We should consider, beloved brethren, and we should reflect constantly that we have renounced the world and as strangers and foreigners we sojourn here for a time. Let us embrace the day which assigns each of us to his dwelling, which on our being rescued from here and released from the snares of the world, restores us to paradise and the kingdom. What man, after having been abroad, would not hasten to return to his native land? Who, when hurrying to sail to his family, would not more eagerly long for a favorable wind that he might more quickly embrace his dear ones? We account paradise our country, we have already begun to look upon the patriarchs as our parents.
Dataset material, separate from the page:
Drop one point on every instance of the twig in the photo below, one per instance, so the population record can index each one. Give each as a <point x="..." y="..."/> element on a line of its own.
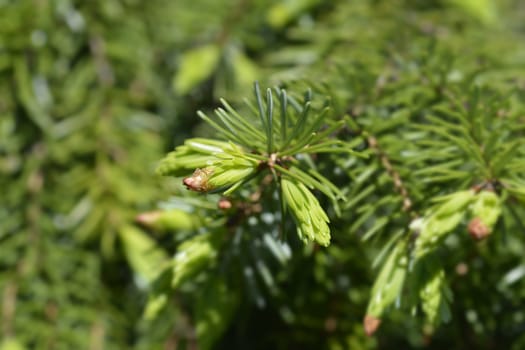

Why do we not hasten and run, so that we can see our country, so that we can greet our parents? A great number of our dear ones there await us, parents, brothers, children; a dense and copious throng longs for us, already secure in their safety but still anxious for our salvation. How great a joy it is both for them and for us in common to come into their sight and embrace! What pleasure there in the heavenly kingdom without fear of death, and with an eternity of life the highest possible and everlasting happiness; there the glorious choir of apostles, there the throng of exultant prophets, there the innumerable multitude of martyrs wearing crowns on account of the glory and victory of their struggle and passion, triumphant virgins who have subdued the concupiscence of the flesh and body by the strength of their continency, the merciful enjoying their reward who have performed works of justice by giving food and alms to the poor, who in observing the precepts of the Lord have transferred their earthly patrimony to the treasuries of heaven! To these, beloved brethren, let us hasten with eager longing! let us pray that it may befall us speedily to be with them, speedily to come to Christ. May God see this our purpose. May Christ look upon this resolution of our mind and faith, who will give more ample rewards of His charity to those whose longings for Him have been greater.